MLQ
MLQ

Reputation: 13511

App freezes but CPU usage increases over time

I've been stuck on this thing for many hours now and I don't know what else to search for.

There's not much I can provide since the debugger doesn't show any errors but it's reproducible--I tap on a very specific item in a table view, the act of which should dismiss that modal, and then my app freezes. That doesn't happen for the other items in the table view--the modal dismisses perfectly and the app goes on.

I checked this answer suspecting that it's a deadlock, however:

How can I debug this thing? I've been looking around Xcode Instruments but I can't make sense of the data I'm seeing. The System Trace template, specifically, seems capable of stopping right when the freeze occurs, unlike the others which keep on recording.

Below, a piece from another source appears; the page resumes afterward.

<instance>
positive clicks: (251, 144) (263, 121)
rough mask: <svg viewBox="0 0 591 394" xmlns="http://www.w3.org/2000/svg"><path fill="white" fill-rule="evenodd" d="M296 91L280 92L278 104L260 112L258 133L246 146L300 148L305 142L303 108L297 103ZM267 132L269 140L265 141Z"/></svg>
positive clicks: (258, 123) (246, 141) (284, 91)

Added: What I see in System Trace What I see in System Trace

Upvotes: 1

Views: 1506

Answers (2)

MLQ
MLQ

Reputation: 13511

@Paulw11's comment helped--the Time Profiler template is better suited for this task than the System Trace instrument.

I used the Time Profiler and got led to a bunch of traces that point to the UINavigationBar as the suspect repetitive caller to my custom UIControl's layoutSubviews. To further explain my view hierarchy:

  • My "Home" view controller has a custom title view in its UINavigationItem
  • The custom title view is a custom UIControl that launches a modal when tapped

Here's the deal: If I alloc-initWithFrame my custom UIControl with a frame of CGRectZero, the app freezes. If I provide a garbage initial value to the frame (which is disregarded anyway since UINavigationBar reshapes my custom UIControl) like CGRectMake(0, 0, 10, 10), the crash doesn't happen.

I'm guessing that UINavigationBar gets confused about how to layout a custom title view that has an initial frame of (0, 0, 0, 0). Sounds like an Apple bug.

Note: I'm running on iOS 8.2.

Upvotes: 0

nmock
nmock

Reputation: 1907

Instruments is the tool you want to diagnose the issue. Try inspecting your app with Time Profiler, performing the task that you were observing to increase CPU usage and then analyze the results, checking Invert Call Tree and Hide System Libraries. You can also set time markers if there is a specific time period you are looking to inspect. From here, you can see what calls are sucking up the CPU.